Run the local web app front end to test the function

To test invoking the function endpoint from another web app, there's a simple app in the repository's frontend folder.

  1. Open a new terminal or command prompt and activate the virtual environment (as described earlier under Create and activate a Python virtual environment).

  2. Navigate to the repository's frontend folder.

  3. Start an HTTP server with Python:

    python -m http.server
    
  4. In a browser, navigate to localhost:8000, then enter one of the following photo URLs into the textbox, or use the URL of any publicly accessible image.

    • https://raw.githubusercontent.com/Azure-Samples/functions-python-pytorch-tutorial/master/resources/assets/Bernese-Mountain-Dog-Temperament-long.jpg
    • https://github.com/Azure-Samples/functions-python-pytorch-tutorial/blob/master/resources/assets/bald-eagle.jpg?raw=true
    • https://raw.githubusercontent.com/Azure-Samples/functions-python-pytorch-tutorial/master/resources/assets/penguin.jpg
  5. Select Submit to invoke the function endpoint to classify the image.

    Screenshot of finished project

    If the browser reports an error when you submit the image URL, check the terminal in which you're running the function app.
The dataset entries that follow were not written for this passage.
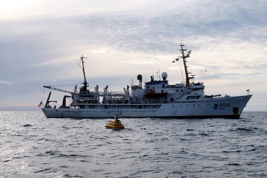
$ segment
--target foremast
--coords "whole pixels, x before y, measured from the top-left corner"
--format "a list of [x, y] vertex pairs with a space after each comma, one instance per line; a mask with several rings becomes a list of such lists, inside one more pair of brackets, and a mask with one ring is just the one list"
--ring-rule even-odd
[[83, 78], [84, 78], [84, 82], [83, 82], [84, 86], [83, 90], [83, 91], [87, 90], [87, 83], [86, 81], [86, 78], [85, 76], [85, 71], [84, 70], [84, 65], [83, 64], [83, 63], [84, 63], [84, 62], [83, 62], [83, 58], [87, 58], [87, 57], [84, 57], [83, 55], [82, 56], [82, 57], [81, 57], [81, 60], [82, 60], [82, 64], [83, 65]]
[[187, 66], [186, 64], [187, 62], [188, 62], [186, 60], [186, 59], [188, 57], [190, 57], [189, 56], [189, 54], [191, 52], [191, 51], [189, 51], [187, 52], [188, 54], [187, 54], [186, 55], [185, 55], [184, 53], [184, 51], [187, 51], [187, 49], [184, 49], [183, 48], [183, 47], [184, 46], [184, 44], [182, 44], [182, 42], [181, 42], [181, 44], [179, 45], [181, 47], [181, 49], [179, 49], [179, 51], [180, 51], [182, 53], [182, 56], [180, 56], [181, 58], [183, 58], [183, 61], [184, 62], [184, 70], [185, 71], [185, 76], [186, 76], [186, 83], [185, 83], [185, 87], [190, 87], [190, 79], [192, 79], [193, 78], [193, 77], [189, 77], [188, 74], [189, 74], [192, 73], [190, 73], [190, 72], [188, 72], [188, 70], [187, 70], [187, 67], [188, 67], [188, 66]]

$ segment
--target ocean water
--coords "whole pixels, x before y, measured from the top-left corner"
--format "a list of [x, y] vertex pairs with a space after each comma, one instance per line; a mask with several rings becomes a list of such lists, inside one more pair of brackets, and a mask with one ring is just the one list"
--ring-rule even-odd
[[267, 177], [267, 112], [120, 119], [0, 112], [0, 177]]

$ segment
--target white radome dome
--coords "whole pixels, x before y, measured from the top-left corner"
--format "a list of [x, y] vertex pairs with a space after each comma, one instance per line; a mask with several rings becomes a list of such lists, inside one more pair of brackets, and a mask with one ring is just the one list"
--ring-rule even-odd
[[168, 77], [168, 74], [167, 74], [167, 72], [163, 72], [161, 74], [161, 77], [162, 78], [167, 78], [167, 77]]

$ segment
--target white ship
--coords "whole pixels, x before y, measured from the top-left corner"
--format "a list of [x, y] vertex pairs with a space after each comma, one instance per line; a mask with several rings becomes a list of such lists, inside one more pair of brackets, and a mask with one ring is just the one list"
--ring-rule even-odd
[[[185, 84], [184, 82], [169, 84], [167, 73], [164, 72], [161, 75], [162, 80], [160, 77], [159, 80], [154, 80], [151, 76], [151, 81], [145, 83], [144, 85], [142, 85], [142, 75], [138, 75], [139, 85], [134, 85], [132, 82], [130, 87], [127, 85], [123, 92], [109, 91], [108, 85], [103, 92], [99, 91], [98, 85], [94, 87], [94, 91], [90, 91], [84, 70], [83, 59], [86, 58], [83, 56], [81, 59], [84, 79], [83, 86], [78, 89], [75, 85], [73, 92], [44, 86], [70, 96], [64, 96], [62, 108], [52, 108], [48, 105], [50, 92], [42, 110], [47, 118], [114, 118], [118, 115], [131, 117], [239, 117], [252, 95], [206, 95], [203, 82], [195, 83], [195, 75], [189, 76], [192, 73], [188, 71], [186, 62], [191, 51], [185, 54], [187, 50], [184, 49], [184, 45], [181, 43], [179, 50], [182, 56], [173, 61], [182, 59]], [[190, 83], [190, 80], [192, 82]], [[69, 107], [66, 106], [67, 97], [71, 98]]]

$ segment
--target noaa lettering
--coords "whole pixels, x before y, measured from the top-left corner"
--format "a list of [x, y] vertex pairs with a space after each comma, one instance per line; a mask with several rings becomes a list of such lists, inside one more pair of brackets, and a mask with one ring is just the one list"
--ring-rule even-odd
[[230, 107], [230, 103], [229, 103], [227, 104], [227, 103], [223, 103], [222, 104], [221, 103], [220, 103], [220, 107]]

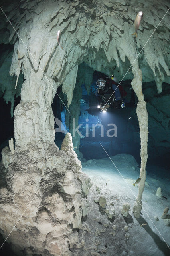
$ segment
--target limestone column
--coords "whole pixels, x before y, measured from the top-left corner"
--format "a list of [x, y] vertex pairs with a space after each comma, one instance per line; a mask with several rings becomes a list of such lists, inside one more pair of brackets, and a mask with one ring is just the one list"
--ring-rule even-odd
[[136, 113], [139, 120], [141, 140], [141, 162], [140, 177], [141, 179], [138, 186], [138, 195], [133, 208], [134, 216], [135, 218], [138, 218], [140, 217], [142, 208], [142, 196], [146, 178], [146, 166], [148, 158], [148, 113], [146, 107], [146, 103], [144, 100], [144, 97], [142, 90], [142, 70], [139, 69], [137, 60], [133, 64], [132, 71], [134, 75], [134, 78], [131, 84], [139, 100], [137, 106]]

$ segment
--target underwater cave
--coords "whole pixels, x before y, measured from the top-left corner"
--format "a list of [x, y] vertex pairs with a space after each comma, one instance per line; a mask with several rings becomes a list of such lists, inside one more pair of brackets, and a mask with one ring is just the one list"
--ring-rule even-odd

If you see an error like "No module found 'PIL'", you may have started the function app in the start folder without first activating the virtual environment you created earlier. If you still see errors, run pip install -r requirements.txt again with the virtual environment activated and look for errors.

Clean up resources

Because the entirety of this tutorial runs locally on your machine, there are no Azure resources or services to clean up.

Next steps

In this tutorial, you learned how to build and customize an HTTP API endpoint with Azure Functions to classify images using a PyTorch model. You also learned how to call the API from a web app. You can use the techniques in this tutorial to build out APIs of any complexity, all while running on the serverless compute model provided by Azure Functions.